We assert that sexual labor exists on a spectrum, from fully consensual labor to experiences of force, fraud, or coercion. Sex workers are often survivors of trafficking themselves. Understanding this spectrum requires looking closely at the realities of informal economies, where relationships between workers, clients, and third parties are complex. Many street-based workers have shared mixed reactions to the Hoover gang’s arrests. Some hope conditions on the stroll might improve; others fear increased violence from clients now that certain known figures are gone. These complexities cannot be solved by arrests. Exploitation is rooted in systemic failures that include the foster care system, deep poverty, and decades of policing and disinvestment in South Central L.A.
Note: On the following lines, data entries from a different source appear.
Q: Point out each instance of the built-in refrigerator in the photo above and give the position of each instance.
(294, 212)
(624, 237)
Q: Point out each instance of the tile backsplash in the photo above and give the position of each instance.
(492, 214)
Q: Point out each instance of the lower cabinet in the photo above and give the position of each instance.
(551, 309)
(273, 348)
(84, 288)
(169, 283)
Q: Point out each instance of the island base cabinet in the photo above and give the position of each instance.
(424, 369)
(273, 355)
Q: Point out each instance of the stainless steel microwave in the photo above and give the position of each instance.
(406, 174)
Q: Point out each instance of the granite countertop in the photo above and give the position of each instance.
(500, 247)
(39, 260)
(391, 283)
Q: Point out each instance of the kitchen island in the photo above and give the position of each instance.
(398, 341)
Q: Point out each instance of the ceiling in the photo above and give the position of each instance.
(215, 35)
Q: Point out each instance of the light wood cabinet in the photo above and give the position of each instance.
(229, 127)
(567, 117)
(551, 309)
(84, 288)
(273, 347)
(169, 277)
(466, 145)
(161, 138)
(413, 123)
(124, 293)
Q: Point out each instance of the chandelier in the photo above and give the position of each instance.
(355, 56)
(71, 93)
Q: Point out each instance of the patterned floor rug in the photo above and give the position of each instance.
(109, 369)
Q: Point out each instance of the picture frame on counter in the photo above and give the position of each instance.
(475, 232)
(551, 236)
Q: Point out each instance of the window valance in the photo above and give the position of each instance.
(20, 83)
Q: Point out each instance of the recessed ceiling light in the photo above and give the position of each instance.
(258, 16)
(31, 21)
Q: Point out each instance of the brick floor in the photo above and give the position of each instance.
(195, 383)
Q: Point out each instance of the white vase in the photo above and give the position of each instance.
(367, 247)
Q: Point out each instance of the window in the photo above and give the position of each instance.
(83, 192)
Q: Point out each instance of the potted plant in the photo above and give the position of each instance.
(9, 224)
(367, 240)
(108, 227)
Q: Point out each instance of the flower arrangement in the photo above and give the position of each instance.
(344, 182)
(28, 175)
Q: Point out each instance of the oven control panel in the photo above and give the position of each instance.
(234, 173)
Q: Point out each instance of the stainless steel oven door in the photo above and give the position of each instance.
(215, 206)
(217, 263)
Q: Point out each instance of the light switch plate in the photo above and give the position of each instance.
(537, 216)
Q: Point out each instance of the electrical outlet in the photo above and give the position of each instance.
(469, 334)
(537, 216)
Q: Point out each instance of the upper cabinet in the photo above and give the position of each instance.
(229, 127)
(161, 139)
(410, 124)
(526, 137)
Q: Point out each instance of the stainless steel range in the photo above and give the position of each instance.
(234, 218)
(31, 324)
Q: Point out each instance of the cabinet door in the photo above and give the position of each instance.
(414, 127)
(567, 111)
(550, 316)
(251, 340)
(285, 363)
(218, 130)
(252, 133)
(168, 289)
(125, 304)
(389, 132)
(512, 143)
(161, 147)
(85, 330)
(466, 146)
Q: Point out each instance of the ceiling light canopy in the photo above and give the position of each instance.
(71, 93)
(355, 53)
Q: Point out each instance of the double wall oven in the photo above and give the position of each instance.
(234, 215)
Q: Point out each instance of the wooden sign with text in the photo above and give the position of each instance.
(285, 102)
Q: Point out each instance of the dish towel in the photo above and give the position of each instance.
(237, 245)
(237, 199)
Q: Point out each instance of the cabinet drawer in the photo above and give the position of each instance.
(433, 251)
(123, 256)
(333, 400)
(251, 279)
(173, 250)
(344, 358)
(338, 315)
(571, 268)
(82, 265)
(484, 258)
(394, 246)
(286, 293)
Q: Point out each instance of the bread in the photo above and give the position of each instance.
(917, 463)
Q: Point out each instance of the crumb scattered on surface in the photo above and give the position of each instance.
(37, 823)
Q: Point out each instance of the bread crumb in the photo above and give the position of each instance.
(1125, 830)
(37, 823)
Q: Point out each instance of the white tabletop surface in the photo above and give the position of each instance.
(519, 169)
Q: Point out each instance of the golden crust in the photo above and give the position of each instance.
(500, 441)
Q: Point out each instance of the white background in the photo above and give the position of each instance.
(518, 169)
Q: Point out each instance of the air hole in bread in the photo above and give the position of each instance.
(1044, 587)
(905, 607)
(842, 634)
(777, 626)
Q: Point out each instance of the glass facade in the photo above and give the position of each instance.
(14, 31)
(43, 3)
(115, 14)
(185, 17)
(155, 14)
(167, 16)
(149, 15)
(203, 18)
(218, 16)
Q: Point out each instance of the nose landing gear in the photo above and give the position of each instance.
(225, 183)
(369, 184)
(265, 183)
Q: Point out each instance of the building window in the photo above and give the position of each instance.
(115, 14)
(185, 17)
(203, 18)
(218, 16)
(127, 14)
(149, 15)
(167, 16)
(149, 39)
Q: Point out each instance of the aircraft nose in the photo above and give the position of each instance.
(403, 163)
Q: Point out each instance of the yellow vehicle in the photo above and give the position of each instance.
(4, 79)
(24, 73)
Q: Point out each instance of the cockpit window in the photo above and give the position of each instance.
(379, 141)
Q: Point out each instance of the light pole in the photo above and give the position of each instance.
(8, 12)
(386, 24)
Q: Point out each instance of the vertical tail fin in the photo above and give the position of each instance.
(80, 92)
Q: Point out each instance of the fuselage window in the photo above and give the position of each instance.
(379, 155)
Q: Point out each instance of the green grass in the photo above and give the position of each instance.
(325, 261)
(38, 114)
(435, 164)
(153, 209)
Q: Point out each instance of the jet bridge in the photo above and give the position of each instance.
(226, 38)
We recognize that those being charged with trafficking are all under the age of 31 and born and raised in Los Angeles, they are part of our community. We must demand accountability for the conditions that push young people into informal economies. What resources is the City of Los Angeles offering beyond incarcerating them? For decades, policing on the Figueroa Corridor has disproportionately targeted Black and Brown sex workers under the guise of anti-trafficking, while failing to address the economic inequality, housing instability, and systemic racism that create the conditions for exploitation.
Applauding high-risk federal prosecutions framed as “tough on crime” is dangerous, especially in the current political climate. We are living under an openly authoritarian administration where similar “cleanup” rhetoric has been used in Washington, D.C., and other cities to justify sweeping arrests of street-based communities, displacing and criminalizing people rather than meeting people’s human needs such as housing. Such operations serve to expand carceral systems that create harm in BIPOC communities.
Labeling the entire Figueroa Corridor a “prostitution haven” ignores the militant persecution faced by the all sex workers who work there and invites intensified policing that puts them and others in danger. Public rhetoric that conflates all sex work with trafficking fuels stigma, drives sex work further underground, and makes it harder for survivors to access support.
If we want a safer Figueroa Corridor, we must invest in the supportive programs that are actually accessible by, and respectful towards, the community, including peer-led programs that help with housing, income, healthcare, and network and community-building. With all of these potentially helpful solutions, for the City to see Figueroa Corridor as a place to only “support” through arrests and police violence has led to a feeling of neglect. Until we address the root causes of exploitation, including poverty, racism, housing insecurity, and the criminalization of survival, the cycle will continue regardless of how many arrests make the headlines.